Утром первым делом снова схватил книжку. Вытащил из жопы бутылку и в сердцах забросил ее в угол - она отвлекала от чтения. И читал, читал, читал! Впитывал в себя, как в губку, бредятину Алексея Толстого. Но с каждым новым разом объем читаемого сужался. И, наконец, сузился до одной всего главы.

В этой главе говорилось о Поле Чудес в Стране Дураков...

В Поле Чудес Парсонс поверил сразу же. Мгновенно! Он ни на мгновение не усомнился в его существовании. Со Страной Дураков понятно, это Советский Союз. А вот поле... Где же оно может быть, это Поле Чудес?

Парсонс по природе своей был очень недоверчивым субъектом. Это в общем-то не самое плохое качество - недоверие. Жизнь научила его не доверять никому и ничему до тех пор, пока он сам не убедится в безосновательности своих сомнений. Его интуиция была развита настолько, что он почти ни в чем не ошибался. События, которые его привели в дурдом - это исключение, которое подтверждает основное правило.

А здесь р-р-р-раз! Типа хуяк!!! И сразу же поверил. Поверил от души, поверил всем сердцем! Что-то замкнуло в его мозгу, и он поверил. Поверил в сказку, над которой смеются дошкольники, поверил в поле, на котором могут совершаться чудеса и исполняются желания! Вот, зароешь что-либо в ямку, скажешь магическое “Крекс! Фекс! Пекс! ” и на следующий день - Уау! Чудеса!

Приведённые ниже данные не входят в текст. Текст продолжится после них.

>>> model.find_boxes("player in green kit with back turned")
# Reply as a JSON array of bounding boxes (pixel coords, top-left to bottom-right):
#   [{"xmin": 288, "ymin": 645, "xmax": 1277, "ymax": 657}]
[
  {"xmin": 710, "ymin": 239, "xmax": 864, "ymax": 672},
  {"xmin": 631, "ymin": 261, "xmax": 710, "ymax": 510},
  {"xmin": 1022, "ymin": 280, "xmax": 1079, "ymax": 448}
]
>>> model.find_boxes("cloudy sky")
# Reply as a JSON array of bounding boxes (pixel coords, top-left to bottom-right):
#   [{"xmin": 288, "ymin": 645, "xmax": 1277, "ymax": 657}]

Ясное дело, что Исаак нисколько не сомневался в том, что именно надо зарыть в ямку. Конечно, пару трусов с колышком! А на следующий день... На следующий день на этом месте вырастет дерево, на ветвях которого будут висеть сотни чудо-трусов. И в каждой паре трусов - колышек.

Парсонс понял... Он наконец-то понял, что ему нужно было в этой жизни. Ему нужна была цель. Цель, к которой нужно стремиться. Достигнуть ее и поразиться собственному подвигу.

До этого он жил как-то слишком спокойно. Жил и жил себе в удовольствие. И все. Цели никакой не было. Ну, может быть, вкусно поесть, ну денег немножко срубить по-легкому, ну мозги кому-нибудь запудрить между делом. Это же все херня! Цели-то никакой не было. Цели, вроде того, что дом построить или книгу написать.

Теперь цель появилась. И цель эта - Поле Чудес! Поле, где он может почувствовать себя счастливым. Счастливым хотя бы уже только от того, что он нашел это самое Поле.

Вот дурак-то!

Чтобы обрести себе цель, нужно обязательно попасть в сумасшедший дом? Опять эта Анжела! Опять она подсунула ему дурацкую книжку. Но на этот раз Парсонс был благодарен Анжеле. Выдавая ему книгу, она сама того не подозревала, что открывает Парсонсу смысл жизни. А смысл открывался следующий - отыскать во что бы то ни стало Поле Чудес.

Попадет он на это Поле, значит, жизнь прожил не зря. Скажет он заветные слова - и можно доживать свой век успокоенным и умиротворенным.

Цель жизни достигнута.

Исаак знал, что до выписки ему оставалось около трех месяцев. И он дал себе слово не влезать ни в какие истории, не поддаваться ни на какие провокации, спокойно “отбыть свой срок лечения” - и на свободу! Искать свое Поле Чудес!

Он вернул книгу назад в библиотеку. А чтобы не забыть магические слова, он сделал себе на тыльной стороне ладони татуировку “Крекс Фекс Пекс”. Сам себе сделал. Как-то исхитрился и сделал.

Эти непонятные слова ему напоминали изречение Г.Ю.Цезаря “Пришел, увидел, победил...”

Через некоторое время главврач больницы вызвал к себе в кабинет Клару и задал ей такой вопрос:

- Клара Юрьевна, вы ведь с Парсонсом вроде как товарищи?

- Ну, вроде того.

- Скажите, а что это за надпись появилась у него на руке? Крекс какой-то.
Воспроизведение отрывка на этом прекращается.